When the two of them offered an offering,
it was accepted from one of them
and not accepted from the other.
[One of them] said, ‘Surely I will kill you.’
[The other one] said, ‘Allah accepts only from the God wary.
Even if you extend your hand toward me to kill me,
I will not extend my hand toward you to kill you.
Indeed, I fear Allah, the Lord of all the worlds…’
(Quran, Chapter Al-Ma’idah; 5: 27-28)
The Quran continues the story, describing what Cain did next;
So his soul prompted him to kill his brother
and he killed him,
and thus became one of the losers.
(Quran, Chapter Al-Ma’idah; 5:30)
What follows is an exhortation to cherish and protect life, after the first murder on earth is committed by Cain;
That is why We decreed for the Children of Israel
that whoever kills a soul,
without [its being guilty of] manslaughter
or corruption on the earth,
it is as though he had killed all mankind,
and whoever saves a life
it is as though he had saved all mankind.
(Quran, Chapter Al-Ma’idah; 5: 32)
In historical sources, as well as interpretation of the Quran, and hadith literature or narrations, it is narrated that Habil was chosen as the successor to his father, despite being the younger brother. Qabil did not believe that this was by the order of God, and was unhappy with the choice, becoming envious of his younger brother. Their father, Prophet Adam, then told them that they should both make an offering to God, and that his successor would be the one whose offering was accepted by God. Habil offered the best of his produce from the field, and his was the offering that was accepted. Qabil told Habil he would kill him, and after this deed, having ambushed him in the fields, upon seeing a crow trying to bury another crow it had killed, he became remorseful.
In Islamic exegetical sources the descendants of Qabil are also described negatively. His descendants are reported to have perished in the Great Flood of Noah, as they had been committing sins such as adultery, drunkenness, and gambling. Thus, the lineage of mankind continued through Adam and Eve’s other son, Seth.
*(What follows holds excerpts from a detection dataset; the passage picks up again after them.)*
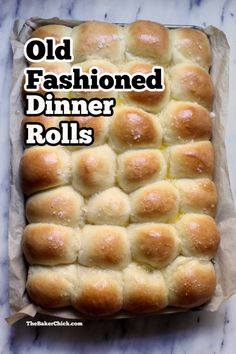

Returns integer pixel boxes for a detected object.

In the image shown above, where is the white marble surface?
[0,0,236,354]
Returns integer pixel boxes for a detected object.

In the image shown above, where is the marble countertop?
[0,0,236,354]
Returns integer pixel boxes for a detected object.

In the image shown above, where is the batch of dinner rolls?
[20,21,220,316]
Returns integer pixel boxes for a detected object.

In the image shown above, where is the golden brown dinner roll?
[126,20,171,66]
[165,257,216,308]
[20,20,220,317]
[169,141,214,178]
[26,265,77,308]
[123,263,168,313]
[22,223,79,266]
[72,21,125,63]
[23,61,71,98]
[117,149,166,193]
[175,178,217,217]
[71,59,119,100]
[130,181,179,222]
[169,63,214,110]
[160,101,212,145]
[65,116,110,150]
[30,25,72,43]
[20,146,71,195]
[175,213,220,260]
[128,223,180,268]
[25,186,84,227]
[170,28,212,70]
[72,145,116,196]
[72,267,123,316]
[122,61,170,113]
[87,187,130,226]
[109,106,162,151]
[79,225,130,269]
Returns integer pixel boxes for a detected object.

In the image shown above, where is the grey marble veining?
[0,0,236,354]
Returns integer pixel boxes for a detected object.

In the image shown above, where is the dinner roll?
[72,21,125,63]
[87,187,130,226]
[109,106,162,152]
[71,59,119,100]
[22,223,78,266]
[65,116,110,150]
[130,181,179,222]
[126,20,171,66]
[165,257,216,308]
[30,25,72,44]
[122,61,170,113]
[72,145,116,196]
[123,263,168,313]
[169,63,214,110]
[25,186,84,227]
[79,225,130,269]
[128,223,180,268]
[175,178,217,217]
[23,61,71,98]
[169,141,214,178]
[117,149,167,193]
[20,146,71,195]
[175,213,220,260]
[72,267,123,316]
[160,101,212,145]
[26,265,77,308]
[170,28,212,70]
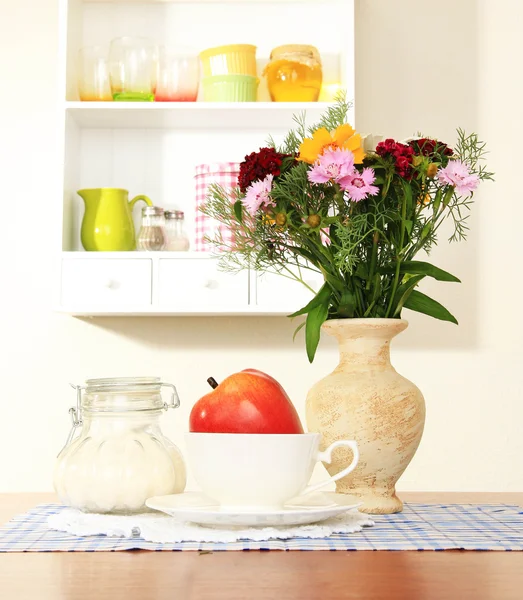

Prophetic stories in Islam
There are traditions in Islam that estimate the number of prophets at around 124,000, though only 26 are mentioned by name in the Quran. The first prophet mentioned in Islam is Prophet Adam, with Prophet Muhammad being the last prophet. The prophets mentioned in the Quran are: Adam, Idris (Enoch), Nuh (Noah), Hud (Heber), Saleh (Methusaleh), Ibrahim (Abraham), Lut (Lot), Ismail (Ishmael), Al-Yasa (Elisha), Zulkifl, Ilyas (Elijah), Ayyub (Job), Yunus (Jonah), Ishaq (Isaac), Yaqub (Jacob), Yusuf (Joseph), Shu’aib (Jethro), Musa (Moses), Harun (Aaron), Dawood (David), Sulaiman (Solomon), Zakariya (Zechariah), Yahya (John), Isa (Jesus), and Muhammad. Of these prophets, the ones who came with new sets of laws for the people are Noah, Abraham, Moses, Jesus and Muhammad. Non-Muslims will recognise some of these names, as many of these biblical figures are important in Islamic belief.
In Islam, as with the other Abrahamic faiths, the aim of the prophets is to guide people to the importance of spiritual life and the hereafter over and above the material world, as well as to reform the social conditions of the people. The first aim is therefore to guide to the worship of the one God, and secondly to establish justice and equity in this worldly life.
Who is the first killer in Islam?
One of the most salient points of the story of Cain and Abel is that it describes the first act of murder committed on earth. The murder of an innocent person is considered a major sin in Islam. The story of Qabil and Habil presents this first murder in human history, the motivations of the killer Qabil, and emphasizes to mankind the universal value of the sanctity of human life.
The purpose of this article was to present the story of Cain and Abel in Islam, and to reiterate that this story is connected to the story of prophet Adam. The prophet Adam’s story is not described in full detail here, as it merits its own discussion. The significance of the story of Cain and Abel is striking, especially as people of different religions about the taking of an innocent life is so well-known amongst non-Muslims too. Hopefully this brief narration of the story will lead the reader to other prophet stories. Many other prophet stories in the Quran will be familiar to the non-Muslim reader too.